To celebrate the release of his new novel, To Kill The President, we caught up with Sam Bourne to find out about his inspiration for the book and writing as a whole.
Could you tell us a bit about your book and what inspired you to write it?
To Kill the President imagines a situation where a volatile, reckless demagogue has been elected to the White House. Two of his most senior aides conclude that he poses a danger to the US and to the world – and decide it is their patriotic duty to remove him. Maggie Costello, who works in the White House, discovers their plot and has to decide what’s right: to stop an assassination, and leave the free world at the mercy of an increasingly crazed tyrant – or to commit treason against her Commander-in-Chief.
I was inspired to write it by the two most useful words for any writer, but especially for a writer of thrillers: What if? Over the last two years, as the US election unfolded, I began to ask myself: What if you were a loyal and senior official and you suddenly found yourself working for a leader you believed was genuinely dangerous? What would you do? Where would your duty lie?
What kind of research did you have to undertake for this novel?
I was covering the US election throughout 2016, travelling around, talking to Trump voters and Republican officials from Manchester, New Hampshire to Cleveland, Ohio. And I’ve been covering the country for many years – so all of that experience informed this book. I also had very specific research to do: about sniper rifles, about IT systems, about game-hunting in Namibia, about boilers, about the nuclear weapons protocol, about Indian slums, about a whole range of things that feature in the novel. I won’t say any more in case I give something away!

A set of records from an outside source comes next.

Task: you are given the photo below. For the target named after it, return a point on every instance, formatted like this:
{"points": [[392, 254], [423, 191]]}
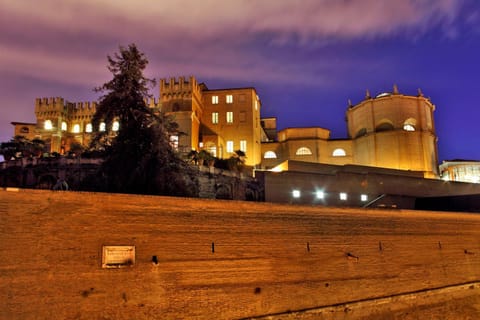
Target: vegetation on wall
{"points": [[138, 156]]}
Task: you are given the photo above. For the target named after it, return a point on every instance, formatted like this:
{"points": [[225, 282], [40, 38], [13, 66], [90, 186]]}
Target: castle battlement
{"points": [[180, 85]]}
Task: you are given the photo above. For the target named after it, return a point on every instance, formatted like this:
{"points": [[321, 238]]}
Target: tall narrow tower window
{"points": [[214, 117], [115, 126], [229, 116], [48, 125]]}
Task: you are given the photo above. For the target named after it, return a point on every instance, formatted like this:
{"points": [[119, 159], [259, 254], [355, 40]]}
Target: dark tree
{"points": [[138, 154]]}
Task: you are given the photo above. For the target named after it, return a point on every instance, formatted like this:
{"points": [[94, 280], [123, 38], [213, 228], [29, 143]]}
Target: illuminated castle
{"points": [[390, 130]]}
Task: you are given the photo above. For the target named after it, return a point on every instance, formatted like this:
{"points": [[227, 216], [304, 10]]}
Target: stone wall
{"points": [[229, 260]]}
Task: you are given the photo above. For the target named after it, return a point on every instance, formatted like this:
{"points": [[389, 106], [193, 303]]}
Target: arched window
{"points": [[270, 155], [361, 133], [409, 124], [48, 125], [385, 126], [339, 152], [303, 151]]}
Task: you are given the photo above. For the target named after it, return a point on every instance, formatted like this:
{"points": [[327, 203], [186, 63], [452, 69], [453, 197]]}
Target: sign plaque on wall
{"points": [[118, 256]]}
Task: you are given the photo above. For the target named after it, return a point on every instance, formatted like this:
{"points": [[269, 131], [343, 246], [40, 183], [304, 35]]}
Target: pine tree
{"points": [[138, 155]]}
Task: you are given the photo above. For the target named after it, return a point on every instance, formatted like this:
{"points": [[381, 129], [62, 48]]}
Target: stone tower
{"points": [[395, 131]]}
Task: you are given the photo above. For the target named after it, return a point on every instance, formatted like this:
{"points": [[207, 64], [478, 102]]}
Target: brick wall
{"points": [[229, 260]]}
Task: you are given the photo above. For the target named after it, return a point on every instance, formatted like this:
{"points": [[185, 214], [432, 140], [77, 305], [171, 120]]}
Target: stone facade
{"points": [[390, 130]]}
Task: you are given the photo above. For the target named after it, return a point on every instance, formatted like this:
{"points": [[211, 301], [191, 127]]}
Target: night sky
{"points": [[305, 58]]}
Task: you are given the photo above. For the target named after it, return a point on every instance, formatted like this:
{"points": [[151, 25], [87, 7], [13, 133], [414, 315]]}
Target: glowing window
{"points": [[230, 146], [339, 153], [229, 116], [212, 150], [303, 151], [270, 155], [243, 145], [214, 117], [174, 142], [48, 125], [386, 126]]}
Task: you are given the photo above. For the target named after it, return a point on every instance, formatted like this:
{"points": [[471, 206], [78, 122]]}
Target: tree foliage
{"points": [[138, 157]]}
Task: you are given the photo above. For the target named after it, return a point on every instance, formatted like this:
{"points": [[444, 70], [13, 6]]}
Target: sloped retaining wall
{"points": [[212, 259]]}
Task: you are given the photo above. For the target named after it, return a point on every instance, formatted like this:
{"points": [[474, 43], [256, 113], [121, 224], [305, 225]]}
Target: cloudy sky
{"points": [[305, 58]]}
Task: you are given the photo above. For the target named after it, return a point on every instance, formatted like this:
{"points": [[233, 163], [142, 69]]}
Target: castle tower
{"points": [[61, 123], [183, 100], [395, 131]]}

Will Maggie feature in future novels?
I hope so. I’ve grown very attached to her. And readers respond to her very warmly.
Who would you like to play Maggie on the big screen?
I think Jessica Chastain would do it really well. And I’m a fan of Rachel Weisz.
What’s the first fictional story that you remember writing?
I wrote a story at school when I was 14 called The River which I remember being proud of. I might even have it somewhere.
Was there a novel that inspired you to write fiction?
So many. But 1984 remains the gold standard: a human drama that tells a larger truth about politics and the world. In a way, 1984 is the ultimate political thriller.